Pakistan shuts offices of Save the Children

A Pakistani police officer stands guard outside a sealed 'Save the Children' office in Islamabad, Pakistan, Friday, June 12, 2015. The Pakistani government shut down the offices of the international aid group for violating its charter, the country’s interior minister and officials said Friday. AP Photo

A Pakistani police officer stands guard outside a sealed ‘Save the Children’ office in Islamabad, Pakistan, Friday, June 12, 2015. The Pakistani government shut down the offices of the international aid group for violating its charter, the country’s interior minister and officials said Friday. AP Photo

ISLAMABAD — The Pakistani government shut down the offices of the international aid group Save the Children in the capital, Islamabad, accusing it of violating its own charter.

Authorities placed a lock on the gate of the group’s offices Thursday night and asked employees to leave.

They also told Pakistani employees that the government wanted all foreign nationals working with the charity to leave the country within 15 days. The officials spoke on condition of anonymity because they were not authorized to speak to the media.

Pakistani Interior Minister Chaudhry Nisar Ali Khan said Friday that the group violated the charter under which it was allowed to operate in Pakistan.

“No NGO will be allowed to work against the interest of Pakistan,” he told reporters.

In a statement, Save the Children confirmed that its office in Islamabad had been closed by the government.

“Save the Children was not served any notice to this effect. We strongly object to this action and are raising our serious concerns at the highest levels,” it said, added that the group has worked in Pakistan for over 35 years and that currently it had 1,200 employees nationwide— none of them a foreign national.

The State Department also expressed concern over the crackdown on the group.

State Department spokesman John Kirby late Friday said that Save the Children was one of many such organizations that had long operated with transparency and in close coordination with Pakistan’s government.

He said Pakistan’s international development partners respect the need for full transparency from international non-government organizations about their activities within the country.

“For that reason, we urge the Government of Pakistan to standardize and streamline a transparent process that will allow INGOs, including Save the Children, to work legally in Pakistan,” he said.

Save the Children’s Pakistan operations have been under intense government scrutiny due to a local belief that the organization was somehow connected to the May 2, 2011, killing of al-Qaida leader Osama bin Laden.
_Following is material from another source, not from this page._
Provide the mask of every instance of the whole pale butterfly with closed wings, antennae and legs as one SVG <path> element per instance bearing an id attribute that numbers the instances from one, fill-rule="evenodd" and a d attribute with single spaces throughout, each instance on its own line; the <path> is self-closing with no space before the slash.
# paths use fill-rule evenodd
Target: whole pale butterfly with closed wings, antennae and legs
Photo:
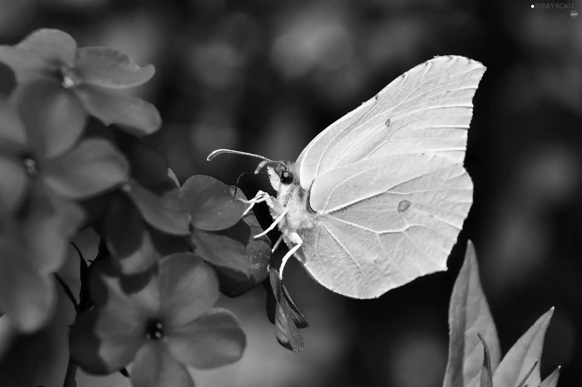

A vaccination campaign, run by a Pakistani doctor, was used by the CIA to obtain DNA samples in the city of Abbottabad, where bin Laden had been hiding in a secured compound.

A Save the Children employee in Islamabad told The Associated Press that the doctor, Shakil Afridi, had twice attended training workshops organized by Save the Children in 2009 and 2010 to train Pakistani doctors about the health care needs of children and mothers.

“That was the only link of Dr. Shakil Afridi with Save the Children. He was among more than 1,000 doctors who were trained by us about the health care of mothers and children,” he said.

The employee spoke on condition of anonymity because he was not authorized to speak to media on the record.

He said a government commission formed to investigate bin Laden’s killing questioned the group about the purpose of Afridi’s visits to Save the Children and that the group had fully satisfied the commission’s concerns.

He said the commission’s report was never made public, but “We had unofficially been told that Save the Children has been absolved of links to Dr. Shakil Afridi.”

The group said that last year, programs in health, education and food security reached more than 4 million children and their families.

“All our work is designed and delivered in close collaboration with the government ministries across the country, and aims to strengthen public service delivery systems in health, nutrition, education and child welfare,” it said.